In this article, learn more about the purpose of a blood gas test and how to interpret the results.

blood-sample

Purpose

  • Doctor holding vial of blood from a blood gas test
  • A blood gas test can help to diagnose lung problems.
  • Anyone who is struggling to breathe or who has a lung-related health issue will undergo a blood gas test.

The results can help a doctor to identify the cause of symptoms.

A blood gas test can show how well the lungs, heart, and kidneys are working.

More specifically, results of the test can help a doctor to:

diagnose lung and breathing problems
check whether treatments for lung conditions are working
determine whether a person has a ruptured blood vessel, metabolic disease, or chemical poisoning
Doctors also use the test to check the acid-base balances in people who:

  • have kidney problems
  • have diabetes
  • are recovering from drug overdoses

Procedure

A doctor usually performs the test in a hospital, and often in an emergency room, but some doctors can perform the blood gas test in clinics.

A doctor may start with a modified Allen test to determine how well blood is flowing to the hand. This involves applying pressure to the arteries in the wrist to obstruct the blow flow for no more than 15 seconds, causing the hand to change color.

The doctor will release the pressure, and if regular coloring returns to the hand within 5–15 seconds, the results are normal, and the blood gas test can begin.

If the color does not return in this period, it is not safe to continue with testing.

During the blood gas test, a doctor will use a small needle to draw blood from an artery in the wrist.

If a person is receiving oxygen therapy, they will need to stop using it for at least 20–30 minutes before the blood gas test, if possible.

Risks

Drawing blood from an artery can cause more pain than drawing blood from a vein because the arteries contain sensitive nerves and are located deeper within the body.

Any pain or discomfort last for a few minutes after the test. Some people may feel nauseous or dizzy while the doctor draws blood, especially if they are nervous.

To reduce bruising, a person can gently press on the area for a few minutes, once the doctor removes the needle.

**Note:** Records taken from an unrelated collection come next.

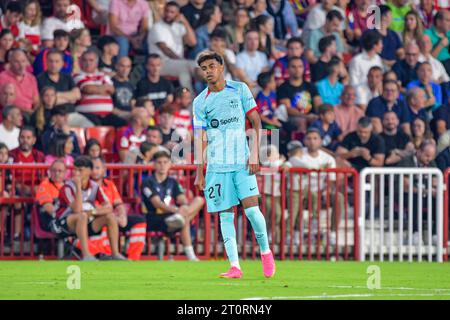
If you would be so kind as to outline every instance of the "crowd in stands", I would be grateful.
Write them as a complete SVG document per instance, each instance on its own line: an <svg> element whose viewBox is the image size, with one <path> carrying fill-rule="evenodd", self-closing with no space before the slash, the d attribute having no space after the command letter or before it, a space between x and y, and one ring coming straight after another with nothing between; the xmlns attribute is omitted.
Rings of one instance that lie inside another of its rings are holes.
<svg viewBox="0 0 450 320"><path fill-rule="evenodd" d="M0 9L1 163L164 160L160 152L191 143L191 103L206 88L196 57L210 49L226 79L251 89L263 128L280 130L280 167L450 167L448 0L10 0ZM110 150L80 139L104 126ZM159 200L147 209L179 212ZM196 208L187 211L183 221Z"/></svg>

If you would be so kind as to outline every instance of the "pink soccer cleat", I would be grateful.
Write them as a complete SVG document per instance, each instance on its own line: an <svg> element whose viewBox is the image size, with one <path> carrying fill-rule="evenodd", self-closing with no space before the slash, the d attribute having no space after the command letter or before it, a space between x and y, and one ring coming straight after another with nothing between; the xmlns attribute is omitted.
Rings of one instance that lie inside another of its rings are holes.
<svg viewBox="0 0 450 320"><path fill-rule="evenodd" d="M275 260L273 259L272 252L262 254L261 261L263 265L263 272L266 278L271 278L275 274Z"/></svg>
<svg viewBox="0 0 450 320"><path fill-rule="evenodd" d="M240 279L242 278L242 271L236 267L231 267L227 272L221 273L219 278Z"/></svg>

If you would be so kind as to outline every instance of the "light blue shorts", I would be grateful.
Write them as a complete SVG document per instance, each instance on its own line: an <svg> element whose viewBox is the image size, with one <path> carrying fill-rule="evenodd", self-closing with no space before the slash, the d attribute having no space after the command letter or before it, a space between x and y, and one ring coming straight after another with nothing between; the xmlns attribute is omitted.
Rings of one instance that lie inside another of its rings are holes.
<svg viewBox="0 0 450 320"><path fill-rule="evenodd" d="M205 199L208 212L220 212L239 204L239 201L259 196L256 175L247 169L234 172L206 172Z"/></svg>

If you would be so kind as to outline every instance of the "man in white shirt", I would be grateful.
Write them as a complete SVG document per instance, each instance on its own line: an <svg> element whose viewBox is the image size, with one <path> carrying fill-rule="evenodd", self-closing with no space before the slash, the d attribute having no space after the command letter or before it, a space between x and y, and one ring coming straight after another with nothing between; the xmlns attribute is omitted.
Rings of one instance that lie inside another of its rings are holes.
<svg viewBox="0 0 450 320"><path fill-rule="evenodd" d="M298 153L296 156L291 156L289 158L289 161L286 162L285 165L288 167L296 167L296 168L306 168L311 170L325 170L325 169L334 169L336 168L336 160L325 151L321 150L322 146L322 138L320 137L320 131L317 128L309 128L306 132L306 136L304 139L304 143L306 148L303 148L301 153ZM289 148L288 148L289 149ZM319 177L317 175L320 175ZM321 199L321 196L323 195L326 197L327 193L329 194L330 199L333 199L330 201L330 203L333 203L334 209L332 212L332 219L331 219L331 237L330 242L331 245L334 245L336 242L336 233L335 230L337 229L337 224L339 222L339 216L342 216L344 213L344 197L341 192L338 192L338 205L339 210L337 210L336 203L334 199L336 198L335 192L336 192L336 184L334 181L336 181L336 175L334 173L327 174L326 173L316 173L311 172L309 173L310 178L308 178L308 175L303 175L301 179L302 184L302 190L301 192L301 199L299 199L300 195L299 192L292 192L292 204L306 204L303 206L305 210L311 210L313 215L313 225L317 227L317 201L321 201L321 207L325 208L326 202L324 202ZM290 179L290 178L289 178ZM294 175L292 178L293 181L293 188L296 189L295 184L297 183L298 186L298 180L300 180L300 177L298 175ZM319 181L320 180L320 188L319 188ZM329 185L327 186L327 180ZM327 190L328 189L328 190ZM297 187L298 190L298 187ZM309 199L308 194L311 194L311 208L309 208ZM294 206L293 206L294 207ZM298 205L297 205L298 208ZM297 211L294 211L293 214L296 214ZM294 221L295 223L295 221ZM294 224L295 225L295 224ZM313 230L309 230L308 232L317 233L317 230L314 230L315 227L313 227ZM303 230L302 230L303 231Z"/></svg>
<svg viewBox="0 0 450 320"><path fill-rule="evenodd" d="M0 124L0 142L3 142L11 151L19 146L20 127L22 126L22 113L15 106L7 106L2 111L3 122Z"/></svg>
<svg viewBox="0 0 450 320"><path fill-rule="evenodd" d="M193 91L192 77L197 66L195 61L184 58L184 45L194 47L197 40L176 2L166 4L163 18L154 24L147 41L149 51L159 54L163 60L161 75L178 77L181 86Z"/></svg>
<svg viewBox="0 0 450 320"><path fill-rule="evenodd" d="M53 31L62 29L70 32L84 28L80 8L71 4L71 0L55 0L54 10L55 15L46 18L42 23L41 39L45 48L53 47Z"/></svg>
<svg viewBox="0 0 450 320"><path fill-rule="evenodd" d="M362 35L361 42L363 51L350 60L348 72L350 85L356 89L357 93L367 91L367 75L372 67L378 66L384 71L383 61L379 56L383 49L381 35L376 30L367 31Z"/></svg>
<svg viewBox="0 0 450 320"><path fill-rule="evenodd" d="M420 55L419 62L429 62L431 65L432 79L431 81L436 83L448 82L450 81L449 75L444 68L442 62L433 57L431 51L433 50L433 43L431 42L430 36L423 35L419 41Z"/></svg>
<svg viewBox="0 0 450 320"><path fill-rule="evenodd" d="M256 79L261 72L269 71L267 56L258 51L259 34L255 30L249 30L245 34L245 50L236 57L236 67L244 74L244 81L251 89L256 86Z"/></svg>

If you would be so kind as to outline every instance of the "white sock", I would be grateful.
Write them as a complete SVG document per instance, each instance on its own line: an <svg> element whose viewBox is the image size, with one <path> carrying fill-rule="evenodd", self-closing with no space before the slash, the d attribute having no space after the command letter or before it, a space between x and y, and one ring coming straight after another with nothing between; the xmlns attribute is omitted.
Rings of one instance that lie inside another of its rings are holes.
<svg viewBox="0 0 450 320"><path fill-rule="evenodd" d="M261 254L268 254L270 253L270 249L268 249L267 251L262 251Z"/></svg>
<svg viewBox="0 0 450 320"><path fill-rule="evenodd" d="M239 264L239 260L237 260L237 261L230 261L230 264L231 264L232 267L236 267L239 270L241 270L241 266Z"/></svg>
<svg viewBox="0 0 450 320"><path fill-rule="evenodd" d="M195 258L194 248L192 246L184 247L184 253L189 259Z"/></svg>

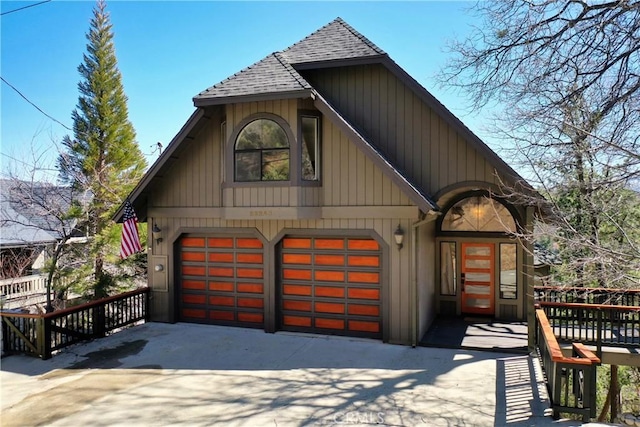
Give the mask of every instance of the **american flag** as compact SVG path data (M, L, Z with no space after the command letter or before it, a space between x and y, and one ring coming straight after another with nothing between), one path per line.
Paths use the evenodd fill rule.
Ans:
M124 205L124 215L122 216L122 241L120 243L120 258L140 252L140 235L138 235L138 217L133 206L127 200Z

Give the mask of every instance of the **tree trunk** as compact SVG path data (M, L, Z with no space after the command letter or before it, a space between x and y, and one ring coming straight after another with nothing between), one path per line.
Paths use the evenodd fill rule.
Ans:
M609 393L611 394L611 417L609 421L616 422L618 409L620 408L620 391L618 390L618 366L611 365L611 376L609 377Z
M598 417L599 423L603 423L606 420L607 414L609 413L610 405L611 405L611 388L609 388L609 391L607 392L607 399L604 401L604 405L602 405L602 411L600 411L600 416Z

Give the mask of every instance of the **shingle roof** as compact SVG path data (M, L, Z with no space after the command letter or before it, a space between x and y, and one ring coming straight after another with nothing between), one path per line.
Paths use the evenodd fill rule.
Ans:
M301 64L377 57L385 52L342 18L336 18L283 50L282 55L292 64Z
M266 58L226 78L220 83L204 90L193 98L196 107L223 106L234 102L248 102L267 99L315 98L317 107L334 117L341 129L347 132L359 147L373 159L374 163L387 170L393 181L400 185L421 208L437 210L433 199L410 177L397 169L391 159L385 158L376 150L374 141L367 140L356 130L340 111L335 110L298 71L310 68L338 67L355 64L380 64L406 84L420 99L456 129L471 144L483 153L496 168L506 176L515 178L515 182L524 181L509 165L500 159L471 130L469 130L444 105L433 97L420 83L406 73L382 49L353 29L341 18L305 37L288 48L268 55ZM325 107L323 110L322 107ZM172 139L160 158L147 171L144 178L130 193L131 203L136 208L138 218L146 220L147 197L149 188L156 178L161 178L170 165L179 159L182 142L195 135L212 113L210 109L197 108L178 134ZM220 111L220 110L218 110ZM114 219L122 221L124 204L120 206Z
M55 241L55 236L16 212L4 194L0 193L0 246L28 246Z
M311 85L279 53L272 53L261 61L200 92L193 100L196 106L229 102L230 97L252 97L283 94L300 96Z
M292 64L373 59L383 55L386 54L382 49L341 18L336 18L282 52L272 53L200 92L193 102L201 107L232 102L229 98L300 97L312 87Z
M0 246L53 243L62 232L76 234L77 220L60 223L57 215L68 210L72 200L89 200L70 187L48 183L2 179L0 190Z

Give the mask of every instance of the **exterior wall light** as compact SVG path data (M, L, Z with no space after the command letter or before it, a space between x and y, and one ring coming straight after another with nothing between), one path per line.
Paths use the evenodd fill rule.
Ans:
M398 250L402 249L402 243L404 242L404 230L398 224L398 228L393 232L393 238L396 239L396 245L398 245Z
M162 271L164 270L164 265L162 264L157 264L154 268L155 271Z
M156 241L156 245L162 242L162 229L158 227L158 224L153 224L151 232L153 234L153 239Z

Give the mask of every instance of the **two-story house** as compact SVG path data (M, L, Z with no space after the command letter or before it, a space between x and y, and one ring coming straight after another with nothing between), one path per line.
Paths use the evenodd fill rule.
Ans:
M526 318L533 209L501 194L528 185L342 19L194 104L130 194L153 320L415 344Z

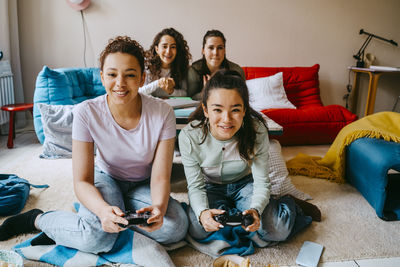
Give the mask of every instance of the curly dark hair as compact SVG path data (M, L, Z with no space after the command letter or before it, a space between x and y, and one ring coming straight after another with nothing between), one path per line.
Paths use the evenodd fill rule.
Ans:
M204 107L207 107L207 100L210 96L210 92L212 90L218 90L221 88L235 90L239 93L240 97L243 100L245 109L245 115L243 117L243 127L240 127L239 131L237 131L236 133L236 136L238 139L240 156L245 160L250 160L251 156L254 154L254 145L257 135L255 120L259 120L264 124L266 128L268 127L265 124L265 121L261 114L250 107L249 91L247 89L246 82L240 77L240 74L236 71L220 69L213 76L211 76L210 80L208 80L208 82L204 86L201 104L203 104ZM200 144L204 143L209 131L207 118L204 115L203 111L203 105L199 105L189 117L189 122L191 123L192 127L202 128L203 130L203 139ZM199 121L199 123L195 125L192 122L194 120Z
M178 85L186 77L192 55L189 52L189 46L183 35L174 28L163 29L154 37L153 44L146 51L146 67L150 71L151 80L160 78L161 59L156 52L156 46L158 46L164 35L171 36L176 42L177 53L175 60L171 64L171 77L174 79L175 84Z
M141 68L141 73L144 71L144 50L143 47L128 36L117 36L109 39L106 48L100 54L100 69L103 70L104 61L109 54L126 53L134 56Z

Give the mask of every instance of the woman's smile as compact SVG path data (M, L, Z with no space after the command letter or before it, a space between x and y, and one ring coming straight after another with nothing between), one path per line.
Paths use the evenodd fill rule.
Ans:
M243 123L243 100L234 89L213 89L203 107L210 123L210 132L218 140L231 139Z
M226 130L226 131L234 128L233 126L223 126L223 125L219 125L218 127L221 128L222 130Z
M113 93L117 94L117 96L126 96L129 92L128 91L121 91L121 90L113 90Z

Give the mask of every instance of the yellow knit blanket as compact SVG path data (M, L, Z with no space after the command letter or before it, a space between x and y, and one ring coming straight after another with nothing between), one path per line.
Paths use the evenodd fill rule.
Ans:
M344 183L346 146L362 137L400 142L400 113L379 112L350 123L339 132L323 158L300 153L287 161L289 173Z

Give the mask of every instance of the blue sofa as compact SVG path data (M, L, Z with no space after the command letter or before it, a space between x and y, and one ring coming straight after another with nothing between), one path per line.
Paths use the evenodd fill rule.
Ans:
M43 144L45 136L38 103L74 105L105 92L98 68L50 69L44 66L37 76L33 96L33 122L40 143Z

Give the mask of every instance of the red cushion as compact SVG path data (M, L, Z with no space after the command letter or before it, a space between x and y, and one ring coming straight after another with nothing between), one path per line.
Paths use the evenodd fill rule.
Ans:
M273 136L283 145L330 144L344 126L357 119L340 105L262 112L283 127L283 135Z
M319 64L312 67L243 67L247 80L283 73L283 87L297 108L322 106L319 93Z

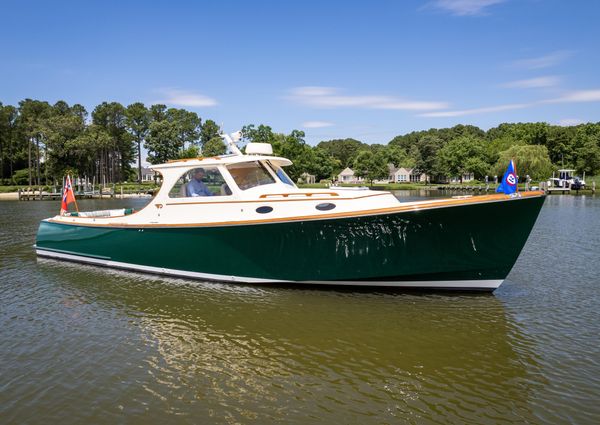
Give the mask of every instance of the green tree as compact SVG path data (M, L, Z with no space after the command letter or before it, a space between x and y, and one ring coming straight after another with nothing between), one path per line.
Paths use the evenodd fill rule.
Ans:
M246 143L269 143L273 148L274 155L281 155L281 144L285 140L285 134L273 133L268 125L248 124L242 127L242 140Z
M485 146L487 162L495 164L500 158L500 152L504 152L513 146L524 144L525 142L517 140L510 135L504 135L498 139L493 139Z
M206 120L200 129L200 143L204 145L215 137L220 137L221 128L213 120Z
M303 131L292 130L281 141L279 155L292 161L293 164L287 167L285 171L294 181L298 181L303 173L310 173L313 167L311 148L304 141L304 137Z
M546 147L550 160L560 168L571 167L576 161L575 137L579 126L553 125L548 129Z
M415 169L420 174L427 175L427 182L431 177L440 174L437 153L443 141L437 136L424 136L411 149L411 156L415 158Z
M125 107L118 102L102 102L92 112L92 122L104 128L113 141L103 179L109 182L123 181L131 172L135 156L133 137L127 131Z
M199 158L200 157L200 148L196 145L189 145L184 150L179 151L178 157L179 157L179 159Z
M227 147L220 136L213 137L202 146L202 156L219 156L227 152Z
M17 108L0 102L0 180L13 175Z
M600 172L600 146L598 142L587 137L578 149L577 170L588 175Z
M255 127L254 124L248 124L242 127L242 137L248 143L273 143L275 135L273 129L268 125L260 124Z
M95 177L98 183L106 182L114 139L104 127L97 124L87 126L76 138L66 141L65 151L74 157L79 175L90 177L92 181ZM64 163L60 174L64 175L71 168L72 163Z
M415 159L396 145L387 145L384 154L386 162L393 164L394 167L413 168L415 166Z
M362 149L369 149L369 145L356 139L327 140L320 142L317 147L337 159L342 168L351 167L358 152Z
M500 153L494 167L498 176L504 174L511 159L515 160L519 177L529 175L534 180L543 180L548 178L554 169L546 146L517 145Z
M417 145L419 141L424 137L435 137L440 140L440 144L442 143L442 139L439 136L439 130L432 128L426 131L413 131L407 134L399 135L394 137L388 143L388 146L398 147L405 152L411 152L417 149Z
M546 145L548 129L545 122L500 124L487 132L490 140L510 137L527 145Z
M25 99L19 102L17 131L21 139L20 145L27 148L27 168L29 169L29 185L41 184L41 164L48 138L48 119L52 107L48 102Z
M440 171L447 177L458 176L461 183L463 174L472 172L476 177L481 177L489 168L485 161L484 142L473 136L450 140L438 151L437 156Z
M167 105L157 103L156 105L150 106L149 111L151 121L163 121L167 119Z
M86 128L87 111L81 105L70 107L58 101L46 121L45 174L60 182L65 170L81 170L79 158L69 149L69 142L78 138Z
M383 152L373 153L370 150L360 151L354 160L354 173L358 177L369 180L382 179L388 176L386 158Z
M178 158L180 146L177 140L177 125L168 120L152 122L144 147L148 150L148 162L151 164L161 164Z
M132 103L125 111L127 130L137 145L138 183L142 182L142 143L150 131L152 114L141 102Z
M314 175L317 181L331 179L335 171L341 169L339 160L319 147L309 148L305 155L308 162L307 172Z
M600 171L600 124L580 126L573 140L575 165L581 173L595 175Z
M202 121L195 112L170 108L167 110L167 120L175 124L177 141L182 151L187 145L197 144Z

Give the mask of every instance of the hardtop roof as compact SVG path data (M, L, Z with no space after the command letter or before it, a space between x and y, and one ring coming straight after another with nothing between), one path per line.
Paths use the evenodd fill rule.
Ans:
M163 164L150 165L152 170L167 170L172 168L194 168L208 165L229 165L242 162L270 161L280 167L292 165L292 161L287 158L270 155L221 155L211 157L176 159Z

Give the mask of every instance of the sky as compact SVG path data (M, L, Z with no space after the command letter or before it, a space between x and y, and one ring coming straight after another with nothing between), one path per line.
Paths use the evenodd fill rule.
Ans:
M600 2L0 0L0 102L165 103L314 145L600 121Z

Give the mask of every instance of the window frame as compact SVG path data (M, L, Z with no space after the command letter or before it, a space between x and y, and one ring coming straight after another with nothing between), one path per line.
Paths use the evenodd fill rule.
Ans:
M218 195L212 195L212 196L171 196L171 191L179 183L179 180L181 180L181 178L183 176L185 176L186 174L194 171L197 168L203 168L205 171L207 169L216 170L221 175L221 177L223 178L223 182L225 184L227 184L227 186L229 187L229 190L231 191L231 193L229 195L221 195L219 193ZM229 173L223 172L223 166L221 164L219 164L219 165L204 165L204 166L199 165L197 167L187 168L187 169L185 169L179 175L179 177L177 177L175 179L175 181L171 185L171 188L167 191L167 198L168 199L177 199L177 200L191 200L191 199L193 199L193 200L196 200L196 201L198 199L204 199L204 200L213 200L214 199L215 201L218 201L219 199L228 198L230 196L235 195L235 189L237 189L237 186L232 187L232 184L231 184L232 182L230 181L230 179L231 179L231 176L229 175ZM191 179L188 180L188 181L186 181L184 184L187 184L190 181L191 181ZM180 190L181 190L181 186L180 186Z
M235 184L235 187L240 191L240 192L246 192L248 190L252 190L252 189L256 189L257 187L263 187L263 186L269 186L272 184L284 184L283 182L281 182L279 180L279 177L275 174L275 171L269 166L268 161L266 161L267 163L265 163L265 161L263 160L252 160L252 161L241 161L241 162L234 162L232 164L227 164L227 165L223 165L225 170L227 170L227 174L229 175L229 177L231 178L231 181ZM242 189L240 187L240 185L238 184L238 182L235 180L235 177L233 177L233 175L231 174L231 170L229 169L230 166L236 166L236 165L241 165L241 164L254 164L254 163L258 163L262 166L262 168L264 168L267 171L267 174L273 179L272 183L267 183L267 184L260 184L257 186L252 186L249 187L247 189Z
M273 175L273 177L275 177L275 180L276 180L277 182L279 182L279 183L282 183L282 184L284 184L284 185L286 185L286 186L291 186L291 187L293 187L293 188L295 188L295 189L297 189L297 188L298 188L298 186L296 186L296 183L294 183L294 180L292 180L292 178L291 178L291 177L288 175L288 173L286 173L286 172L285 172L285 170L283 169L283 167L282 167L282 166L280 166L280 165L277 165L277 164L273 164L273 163L272 163L270 160L267 160L267 161L266 161L266 163L267 163L267 165L268 165L268 167L267 167L267 168L269 168L269 169L271 170L271 174ZM286 182L284 182L284 181L283 181L283 180L282 180L282 179L279 177L279 175L277 174L277 168L279 168L279 169L280 169L280 170L283 172L283 175L284 175L284 176L285 176L285 177L286 177L286 178L287 178L287 179L290 181L291 185L290 185L290 184L288 184L288 183L286 183Z

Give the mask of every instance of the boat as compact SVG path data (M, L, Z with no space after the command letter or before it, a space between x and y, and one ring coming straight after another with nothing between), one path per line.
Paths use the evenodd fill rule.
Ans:
M570 192L571 190L585 189L585 173L583 177L575 176L575 170L558 170L558 177L552 173L552 177L546 182L548 192Z
M41 221L38 256L208 281L494 290L527 241L543 191L402 202L376 190L300 189L271 145L153 165L131 209Z

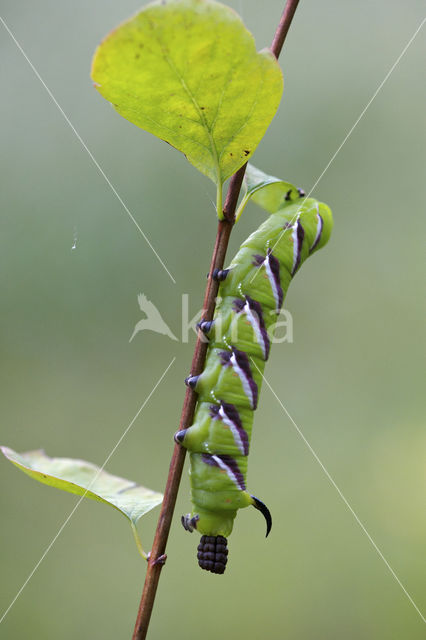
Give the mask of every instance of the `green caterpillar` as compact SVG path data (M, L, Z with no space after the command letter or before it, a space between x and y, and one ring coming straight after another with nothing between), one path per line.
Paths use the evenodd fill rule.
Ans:
M202 534L201 568L223 573L226 538L238 509L252 505L267 524L266 505L246 490L247 457L270 350L268 328L276 322L300 265L323 247L333 226L327 205L289 191L285 206L270 215L240 247L221 281L212 322L200 322L209 338L204 371L186 383L198 394L194 424L175 441L190 451L193 511L182 516L188 531Z

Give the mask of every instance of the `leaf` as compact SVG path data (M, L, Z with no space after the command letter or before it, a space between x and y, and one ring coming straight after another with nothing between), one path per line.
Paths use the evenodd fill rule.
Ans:
M305 195L290 182L268 176L252 164L247 165L244 187L245 193L238 207L236 220L241 216L250 198L269 213L275 213Z
M34 480L114 507L128 518L134 535L137 535L135 525L139 518L163 500L161 493L113 476L85 460L50 458L42 449L26 453L17 453L9 447L0 449L10 462Z
M229 7L163 0L112 31L92 78L127 120L169 142L219 187L265 134L282 94L280 67Z

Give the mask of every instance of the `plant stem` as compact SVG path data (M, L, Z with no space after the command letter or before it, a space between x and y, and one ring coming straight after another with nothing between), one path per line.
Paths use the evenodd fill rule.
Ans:
M280 55L284 40L290 28L290 24L298 3L299 0L286 1L284 12L282 14L280 24L278 25L271 46L271 51L276 58L278 58L278 56ZM232 227L235 221L235 210L237 207L238 197L240 194L246 166L246 164L242 166L241 169L239 169L230 180L228 193L226 195L226 200L223 207L223 219L221 219L220 212L218 211L219 222L217 227L216 241L213 248L209 277L204 294L202 316L203 320L209 321L213 319L219 283L216 280L213 280L212 273L215 269L223 269L226 250L229 243L229 237L231 235ZM192 358L190 370L191 375L198 375L202 372L206 359L207 347L208 342L204 334L199 330L197 341L195 344L194 355ZM179 430L186 429L191 426L194 418L196 403L197 394L191 388L187 387L179 424ZM180 479L185 462L185 455L186 449L176 444L170 462L169 474L164 491L164 500L161 505L160 517L158 519L154 542L152 544L152 549L148 560L148 569L145 576L145 584L142 592L142 598L139 605L139 611L132 640L144 640L148 632L148 626L154 606L158 581L160 579L161 569L165 562L164 554L166 551L167 539L169 537L177 493L179 490Z
M287 0L287 2L285 3L280 24L275 31L274 39L271 45L271 51L276 58L279 58L281 49L283 48L284 41L287 37L287 33L290 29L290 25L293 20L294 14L296 13L298 4L299 0Z

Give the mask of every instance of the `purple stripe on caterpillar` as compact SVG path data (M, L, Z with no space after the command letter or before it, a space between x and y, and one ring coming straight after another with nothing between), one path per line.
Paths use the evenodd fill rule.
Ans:
M253 328L256 340L262 349L263 359L267 360L269 357L271 343L266 331L265 321L263 319L262 306L259 302L257 302L257 300L253 300L253 298L250 298L250 296L246 296L246 304L244 305L244 309L247 314L247 318Z
M250 401L251 408L256 409L258 390L257 384L253 379L253 374L251 372L250 362L247 354L244 353L244 351L233 349L230 361L235 373L241 380L244 392Z
M316 249L316 247L318 246L319 241L321 240L321 235L322 235L322 230L324 227L324 220L321 218L320 214L317 213L317 229L316 229L316 235L314 238L313 243L311 244L311 246L309 247L309 253L311 254L312 251L314 249Z
M265 256L261 256L258 253L253 254L252 265L254 267L261 267L264 262L265 262Z
M235 298L232 307L235 313L245 312L247 320L250 322L253 329L254 337L262 349L263 359L267 360L270 350L270 341L265 328L262 306L257 302L257 300L250 298L250 296L244 296L244 300L241 298Z
M247 431L241 422L240 414L235 405L228 402L221 402L220 405L212 404L210 406L210 415L214 420L222 420L222 422L230 428L234 437L235 444L243 456L248 456L249 439Z
M284 229L285 228L284 225ZM263 265L265 267L275 300L275 311L278 313L284 298L280 278L280 261L273 255L271 249L268 249L266 256L261 256L258 253L253 254L252 265L254 267L261 267Z
M265 268L274 294L275 310L278 313L283 303L284 294L281 287L280 261L273 255L271 249L268 249L265 258Z
M253 379L247 354L244 351L235 349L235 347L231 347L231 351L221 351L220 358L224 366L232 366L241 381L243 391L250 402L251 408L256 409L258 390L257 384Z
M235 313L241 313L241 311L243 311L244 307L245 307L246 301L242 300L241 298L235 298L234 302L232 303L232 308L235 311Z
M293 267L291 270L291 275L294 276L294 274L300 267L300 262L302 259L302 244L305 237L305 230L300 224L299 219L296 220L293 226L293 232L291 236L293 238Z
M202 460L211 467L219 467L223 471L226 471L228 478L240 489L246 490L246 483L244 482L244 476L240 471L237 461L232 456L227 455L210 455L209 453L202 454Z

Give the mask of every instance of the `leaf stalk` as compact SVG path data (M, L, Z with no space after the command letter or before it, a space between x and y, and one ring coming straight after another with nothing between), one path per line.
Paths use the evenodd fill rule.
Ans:
M216 212L218 220L224 219L224 213L222 209L222 199L223 199L223 184L220 182L217 183L216 189Z
M135 539L136 546L137 546L137 548L138 548L139 554L142 556L142 558L143 558L144 560L148 560L148 557L149 557L149 556L148 556L148 554L143 550L142 542L141 542L141 539L140 539L140 537L139 537L138 530L136 529L135 524L134 524L133 522L130 522L130 526L132 527L133 537L134 537L134 539Z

Rarely, it is possible for the needle to cause damage or block the artery.

Anyone who has undergone a blood gas test should avoid heavy lifting for at least 1 day to prevent complications or injury.

Additional testing

A doctor will not use a blood gas test alone to make a diagnosis. They usually need other tests, including:

  • urine tests to check the functioning of the kidneys
  • a chest X-ray or other imaging to examine the lungs
  • tests that measure lung volume

The doctor will also request further blood work to determine a person’s blood counts and to check the levels of:

  • sodium
  • potassium
  • bicarbonate
  • blood glucose, commonly known as blood sugar
  • Understanding the results
  • Abnormal results of a blood gas test can indicate that health conditions or injuries are affecting a person’s breathing.

When making a diagnosis, a doctor will consider results of this test and others and a person’s overall health.

The results of a blood gas test can show whether:

  • the lungs are getting enough oxygen
  • the lungs are releasing enough carbon dioxide
  • the kidneys are working properly

The following are normal ranges for results of a blood gas test:

  • pH: 7.35–7.45
  • partial pressure of oxygen (PaO2): 80–100 millimeters of mercury (mmHg)
  • partial pressure of carbon dioxide: 35–45 mmHg
  • bicarbonate: 22–26 milliequivalents per liter
  • oxygen saturation: 95 percent
  • Age, health history, and sex can influence these measurements. Results that fall outside the normal ranges do not always indicate a heart, lung, or kidney problem.

A doctor is in the best position to explain to each person what their results mean.